Take for example the following dataframe:
df = pd.DataFrame({"val":np.random.rand(8),
"id1":[1,2,3,4,1,2,3,4],
"id2":[1,2,1,2,2,1,2,2],
"id3":[1,1,1,1,2,2,2,2]})
I would like to replace the id2 rows where id3 does not equal an arbitrary reference with the corresponding id2 values which have the same id1
I have a solution which partially works but does not operate using the 2nd condition (replcae id2 based on same values as id1 when id3 is equal to the reference). This prevents my solution from being very robust, as discussed below.
import pandas as pd
import numpy as np
df = pd.DataFrame({"val":np.random.rand(8),
"id1":[1,2,3,4,1,2,3,4],
"id2":[1,2,1,2,2,1,2,2],
"id3":[1,1,1,1,2,2,2,2]})
reference = 1
df.loc[df['id3'] != reference, "id2"] = df[df["id3"]==reference]["id2"].values
print(df)
Output:
val id1 id2 id3
0 0.580965 1 1 1
1 0.941297 2 2 1
2 0.001142 3 1 1
3 0.479363 4 2 1
4 0.732861 1 1 2
5 0.650075 2 2 2
6 0.776919 3 1 2
7 0.377657 4 2 2
This solution does work, but only under the condition that id3 has two distinct values. If there are three id3 values, i.e.

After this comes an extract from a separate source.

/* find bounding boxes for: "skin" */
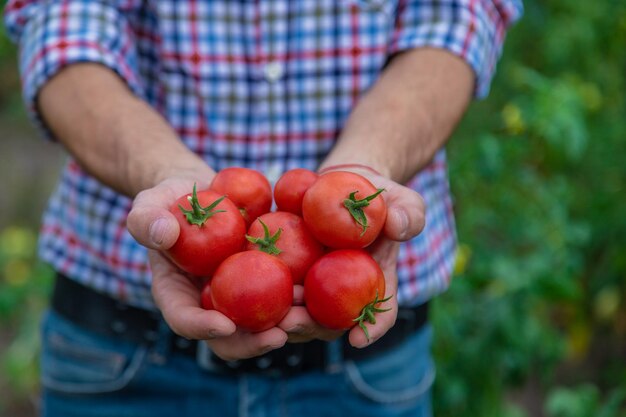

df = pd.DataFrame({"val":np.random.rand(12),
"id1":[1,2,3,4,1,2,3,4,1,2,3,4],
"id2":[1,2,1,2,2,1,2,2,1,1,2,2],
"id3":[1,1,1,1,2,2,2,2,3,3,3,3]})
Expected/desired output:
val id1 id2 id3
0 0.800934 1 1 1
1 0.505645 2 2 1
2 0.268300 3 1 1
3 0.295300 4 2 1
4 0.564372 1 1 2
5 0.154572 2 2 2
6 0.591691 3 1 2
7 0.896055 4 2 2
8 0.275267 1 1 3
9 0.840533 2 2 3
10 0.192257 3 1 3
11 0.543342 4 2 3
Then unfortunately my solution ceases to work. If anyone could provide some tips how to circumvent this issue, I would be very appreciative.